In de vele fotografische opnames (glasplaten met afmetingen van ongeveer 35 cm bij 35 cm) voor elk der aan de hemel geselecteerde velden moesten de variabele sterren opgespoord en gemeten worden. Klassiek zou dit met een blink-comparator worden gedaan. Door de opkomst van de elektronica, ook in de sterrenkunde, kon Jan Borgman, in twee stappen, in 1955 een elektronische versie van de comparator ontwikkelen.[6] Het project werd met deze techniek sterk versneld maar zou desondanks tot in de 70er jaren duren.
Plaut publiceerde veelvuldig over de ontdekking van variabele en anderszins bijzondere sterren in de door hem onderzochte velden. De vele glasplaten werden tussen 1956 en 1959 belicht. In 1966 kwam hij met een analyse van veld 1. Hij toonde aan dat in de richting iets boven het centrum van de melkweg de ruimtelijke dichtheid van de RR Lyr sterren met grote afstand exponentieel afneemt.[7] In 1968 volgde veld 2, waarin hij vond dat de ruimtelijke dichtheid van de RR Lyr sterren eerst toeneemt en dan met grotere afstand afneemt.
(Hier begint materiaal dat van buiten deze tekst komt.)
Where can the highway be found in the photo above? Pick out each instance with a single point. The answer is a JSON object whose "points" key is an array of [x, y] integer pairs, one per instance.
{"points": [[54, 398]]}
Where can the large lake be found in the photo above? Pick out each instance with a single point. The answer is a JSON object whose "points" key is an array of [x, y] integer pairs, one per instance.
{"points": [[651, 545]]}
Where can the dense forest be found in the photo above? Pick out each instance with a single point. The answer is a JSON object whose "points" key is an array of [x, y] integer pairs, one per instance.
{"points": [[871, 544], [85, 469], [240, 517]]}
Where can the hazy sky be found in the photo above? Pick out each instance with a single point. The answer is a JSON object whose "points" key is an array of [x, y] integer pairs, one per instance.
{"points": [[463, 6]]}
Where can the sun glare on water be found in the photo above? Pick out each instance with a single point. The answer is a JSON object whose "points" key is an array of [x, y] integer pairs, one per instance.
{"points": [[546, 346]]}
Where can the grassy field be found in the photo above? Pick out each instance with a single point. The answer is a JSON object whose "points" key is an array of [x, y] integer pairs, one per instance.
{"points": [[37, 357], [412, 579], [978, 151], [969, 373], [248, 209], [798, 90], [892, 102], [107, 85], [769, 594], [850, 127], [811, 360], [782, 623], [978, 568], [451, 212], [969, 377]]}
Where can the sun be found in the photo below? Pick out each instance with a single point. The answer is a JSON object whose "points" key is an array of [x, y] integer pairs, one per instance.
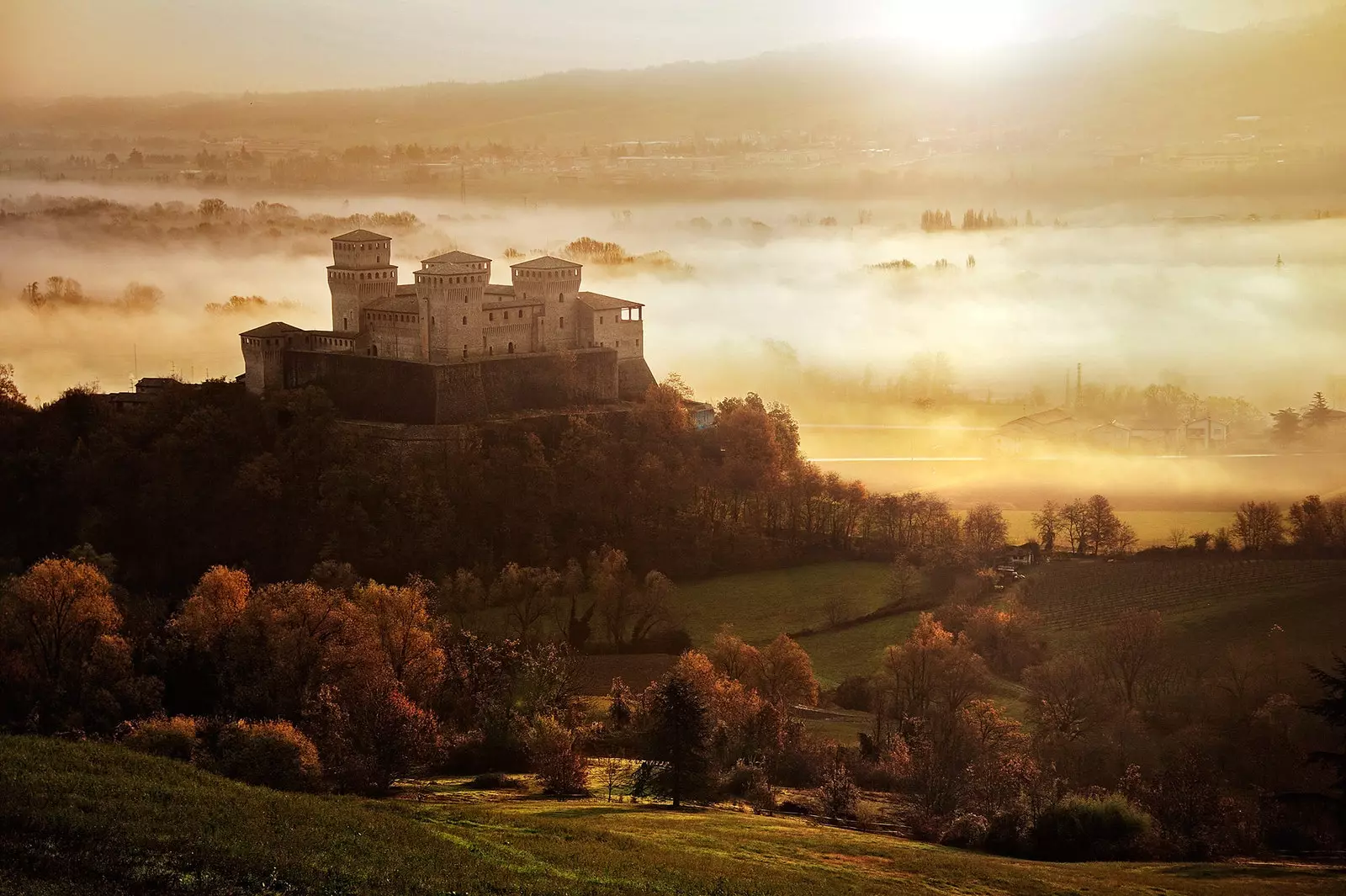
{"points": [[957, 27]]}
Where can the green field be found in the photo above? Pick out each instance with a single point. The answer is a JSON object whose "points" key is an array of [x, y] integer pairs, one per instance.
{"points": [[765, 604], [82, 819], [1216, 600]]}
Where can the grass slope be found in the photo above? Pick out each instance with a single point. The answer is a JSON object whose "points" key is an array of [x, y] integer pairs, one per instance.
{"points": [[78, 819], [765, 604], [1215, 600]]}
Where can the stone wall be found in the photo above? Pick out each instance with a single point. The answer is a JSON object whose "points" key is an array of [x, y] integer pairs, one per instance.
{"points": [[405, 392]]}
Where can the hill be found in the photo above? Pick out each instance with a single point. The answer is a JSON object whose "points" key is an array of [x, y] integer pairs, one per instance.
{"points": [[1116, 82], [78, 819]]}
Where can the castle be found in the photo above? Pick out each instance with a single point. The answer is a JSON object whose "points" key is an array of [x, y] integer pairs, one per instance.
{"points": [[453, 346]]}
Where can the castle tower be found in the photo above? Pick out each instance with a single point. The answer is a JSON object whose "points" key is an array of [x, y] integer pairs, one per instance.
{"points": [[451, 289], [555, 284], [360, 273]]}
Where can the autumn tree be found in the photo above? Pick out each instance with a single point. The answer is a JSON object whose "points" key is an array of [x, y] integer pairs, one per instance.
{"points": [[1259, 525], [787, 674], [735, 658], [1047, 522], [1130, 651], [984, 532]]}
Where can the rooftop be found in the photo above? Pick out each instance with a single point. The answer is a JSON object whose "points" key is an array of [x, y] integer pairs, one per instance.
{"points": [[598, 301], [448, 267], [547, 262], [401, 303], [360, 236], [455, 257], [273, 328]]}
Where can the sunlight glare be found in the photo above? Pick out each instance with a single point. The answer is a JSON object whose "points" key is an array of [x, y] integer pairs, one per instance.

In 1971 veld 3.[8] In 1973 publiceerde hij een heranalyse van gegevens in Baade's veld met blikrichting vlak langs het centrum van de Melkweg en Plaut concludeerde dat de hoogste dichtheid van de RR Lyr sterren op 8,3 kpc optreedt.[9] Impliciet vond hij zo de afstand to het centrum van de Melkweg.
Een analyse van de consequenties van Plauts bevindingen voor de dynamica van de Melkweg volgde in 1975 samen met Jan Hendrik Oort uit Leiden, expert in onderzoek naar de structuur der Melkweg.[10] Zij leidden een afstand van 8,7 kpc tot het Melkweg-centrum af en als rotatiesnelheid van de Zon om het centrum 220 km/s. Deze waarden van de Oortconstanten waren lager dan de door de IAU in 1964 aanbevolen standaardwaarden. Oort en Plaut meenden dat de IAU die standaardwaarden toch moest handhaven. Echter, de rotatieconstanten van de Melkweg werden 1985 op basis van metingen met geheel onafhankelijke methoden, aangepast tot 8,5 kpc en 220 km/s, ongeveer de door Oort en Plaut afgeleide waarden.[11]
Sterren en boeken
Ondertussen was Plaut, in 1964, tot bijzonder hoogleraar in de sterrenkunde aan de Universiteit van Groningen benoemd. Hij schreef een belangrijke bijdrage voor het compendium Stars and Stellar Systems.[12] Hij wist dat amateurastronomen, die met hun privételescopen van een ster vaak de helderheid kunnen bepalen, een grote bijdrage aan het onderzoek van variabele sterren leveren. Plaut engageerde zich bij de Nederlandse Vereniging voor Weer- en Sterrenkunde (thans Koninklijke NVWS) en werd voorzitter van de Werkgroep veranderlijke sterren. In 1974 was hij mede-organisator van het IAU Symposium Variabele Stars and Stellar Evolution in Moskou, tevens redacteur van de Proceedings en hij vertaalde met een collega het bekende Duitse sterrenkundige leerboek van H.H. Voigt naar het Engels.[13]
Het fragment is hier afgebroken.